By Stuart J. Whitley | Bio

About three years ago, I assisted an aboriginal woman elder with a presentation she was doing for the media. She was trying to explain the role of justice as conceived by the first peoples of this continent. Paraphrasing her: first, she said, there is the sky over all of us, then there is the water below. What takes our breath away when we look to the rivers and the forests is the same thing that possesses us when we think about the wonder inside our own bodies. As the moon compels the oceans with forces we can feel (if not fully understand), so is every atom of water linked one to the other in performing the essential tasks that the living earth needs. A rainstorm in the mountains stirs our blood. What we do to the pond in the slough where the horses graze, we do to the world. As goes the fate of the smallest creek, goes the fate of us all. All things are connected.

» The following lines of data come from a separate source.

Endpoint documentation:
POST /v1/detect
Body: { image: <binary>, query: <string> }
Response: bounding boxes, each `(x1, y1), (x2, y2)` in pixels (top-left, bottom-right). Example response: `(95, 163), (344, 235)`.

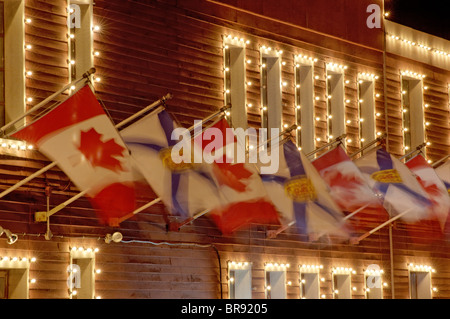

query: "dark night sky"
(385, 0), (450, 40)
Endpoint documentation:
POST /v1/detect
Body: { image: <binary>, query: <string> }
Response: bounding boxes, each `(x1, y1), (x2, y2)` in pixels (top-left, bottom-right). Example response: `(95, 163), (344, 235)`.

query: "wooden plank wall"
(0, 0), (450, 298)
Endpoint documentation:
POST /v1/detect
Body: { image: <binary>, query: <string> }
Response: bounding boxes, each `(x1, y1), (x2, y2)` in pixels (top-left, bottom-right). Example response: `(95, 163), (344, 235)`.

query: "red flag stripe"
(12, 85), (106, 145)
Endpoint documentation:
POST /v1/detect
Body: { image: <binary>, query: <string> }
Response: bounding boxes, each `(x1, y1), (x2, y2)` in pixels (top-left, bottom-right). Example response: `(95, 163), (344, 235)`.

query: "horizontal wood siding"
(0, 0), (450, 299)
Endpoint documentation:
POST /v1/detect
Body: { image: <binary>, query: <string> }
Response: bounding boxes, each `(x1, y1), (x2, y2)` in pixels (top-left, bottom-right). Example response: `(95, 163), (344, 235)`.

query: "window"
(261, 47), (282, 141)
(67, 0), (93, 85)
(67, 247), (96, 299)
(401, 75), (425, 158)
(300, 265), (323, 299)
(0, 0), (26, 127)
(224, 35), (248, 129)
(0, 257), (30, 299)
(228, 261), (252, 299)
(364, 264), (386, 299)
(295, 55), (315, 154)
(0, 270), (8, 299)
(408, 264), (437, 299)
(332, 267), (354, 299)
(326, 63), (346, 141)
(265, 263), (287, 299)
(0, 1), (6, 126)
(409, 271), (431, 299)
(358, 73), (376, 148)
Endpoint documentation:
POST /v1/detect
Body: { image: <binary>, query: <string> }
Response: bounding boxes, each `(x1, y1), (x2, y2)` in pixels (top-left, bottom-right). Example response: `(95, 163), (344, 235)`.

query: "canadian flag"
(312, 145), (381, 212)
(12, 85), (137, 226)
(406, 154), (450, 228)
(195, 119), (280, 234)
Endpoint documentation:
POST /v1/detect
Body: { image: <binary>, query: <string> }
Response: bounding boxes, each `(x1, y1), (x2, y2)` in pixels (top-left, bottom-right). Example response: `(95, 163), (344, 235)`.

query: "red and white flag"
(195, 119), (280, 234)
(12, 85), (136, 226)
(312, 146), (381, 212)
(406, 155), (450, 228)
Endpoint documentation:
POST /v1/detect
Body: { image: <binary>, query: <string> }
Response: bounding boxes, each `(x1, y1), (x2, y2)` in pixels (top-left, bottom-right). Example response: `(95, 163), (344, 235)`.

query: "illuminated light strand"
(0, 256), (36, 264)
(388, 34), (450, 57)
(400, 70), (426, 79)
(331, 267), (356, 274)
(326, 62), (348, 70)
(259, 45), (283, 55)
(358, 72), (380, 83)
(408, 263), (436, 273)
(228, 261), (252, 269)
(298, 264), (325, 274)
(223, 34), (250, 45)
(0, 138), (34, 151)
(264, 263), (290, 270)
(294, 54), (319, 68)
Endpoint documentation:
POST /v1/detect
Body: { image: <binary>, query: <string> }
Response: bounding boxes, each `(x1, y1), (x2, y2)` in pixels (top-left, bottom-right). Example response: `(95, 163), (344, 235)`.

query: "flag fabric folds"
(121, 110), (221, 217)
(312, 145), (381, 212)
(435, 160), (450, 196)
(195, 119), (280, 234)
(355, 148), (431, 222)
(261, 141), (348, 237)
(12, 85), (136, 225)
(406, 154), (450, 227)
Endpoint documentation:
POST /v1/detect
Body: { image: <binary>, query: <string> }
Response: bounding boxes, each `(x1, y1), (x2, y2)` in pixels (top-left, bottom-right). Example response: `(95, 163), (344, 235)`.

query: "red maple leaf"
(214, 156), (252, 192)
(77, 128), (125, 172)
(324, 172), (362, 187)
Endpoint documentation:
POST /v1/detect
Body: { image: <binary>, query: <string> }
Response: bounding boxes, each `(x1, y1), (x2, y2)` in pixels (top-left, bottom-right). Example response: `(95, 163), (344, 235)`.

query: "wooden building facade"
(0, 0), (450, 299)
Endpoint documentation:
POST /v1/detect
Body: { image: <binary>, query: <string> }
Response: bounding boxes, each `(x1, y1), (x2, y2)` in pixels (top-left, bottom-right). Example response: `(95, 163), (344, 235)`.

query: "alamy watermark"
(170, 120), (280, 174)
(366, 264), (381, 289)
(67, 264), (81, 290)
(67, 4), (81, 29)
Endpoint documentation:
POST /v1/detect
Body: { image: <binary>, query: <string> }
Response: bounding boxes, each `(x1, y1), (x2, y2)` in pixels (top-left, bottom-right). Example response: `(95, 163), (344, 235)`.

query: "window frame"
(294, 55), (317, 154)
(260, 46), (283, 142)
(264, 263), (288, 299)
(227, 261), (252, 299)
(299, 265), (323, 299)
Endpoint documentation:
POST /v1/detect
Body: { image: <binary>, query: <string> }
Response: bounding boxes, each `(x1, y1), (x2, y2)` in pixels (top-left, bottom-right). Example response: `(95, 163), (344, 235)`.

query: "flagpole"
(349, 133), (386, 158)
(0, 68), (96, 136)
(0, 92), (172, 205)
(399, 143), (427, 160)
(0, 93), (172, 202)
(431, 154), (450, 167)
(168, 124), (297, 231)
(41, 93), (172, 218)
(266, 134), (350, 239)
(306, 134), (347, 157)
(351, 208), (412, 244)
(47, 106), (232, 223)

This philosophy goes to the heart of aboriginal beliefs about justice. When a wrong occurs, we are all offended: what is necessary is that the relationships between victim and offender and between offender and community be restored. The emphasis is on healing and restoration, acknowledgement and atonement, rather than on compulsion, punishment and humiliation. In the eyes of the Creator, we are all responsible for one another.

Aboriginal peoples refer to themselves as ‘First Nations’ simply because they existed as separate and independent nations many thousands of years before the Europeans arrived. When contact occurred, much of their language, culture, society and approaches to justice were overwhelmed by technology, disease and force. In their journey to reclaim their birthright (including the land, their beliefs and a right to manage their own affairs), they have had to overcome more than two centuries of deprivation, poverty, despair and grief. Much of this was the legacy of policies that moved them off traditional territories, took their children away, and treated them as inferior people without even the elemental right to democratic participation in the affairs of the state that ruled them. The result has been that Canada’s Aboriginal people are over-represented in the Criminal Justice System, and just as over-represented on welfare lists, unemployment rolls, child protection cases, and in drug and alcohol treatment centres.

The elder with whom I spoke had seen much of this. And she had lived it largely sustained by an undiminished belief in her spiritual heritage. What she had experienced and survived had made her wise. She felt it was something of a duty (my word, not hers) to share her accumulated wisdom with young people who were trying to find the right way (“a good way”) to live their lives. Her expression of her responsibility was much more matter-of-fact: it was simply taken for granted in her culture that elders took on the tasks of mentoring, educating, modeling and moral leadership by example. This ‘ethic of care’ was established long before that expression caught on as an approach to a good life.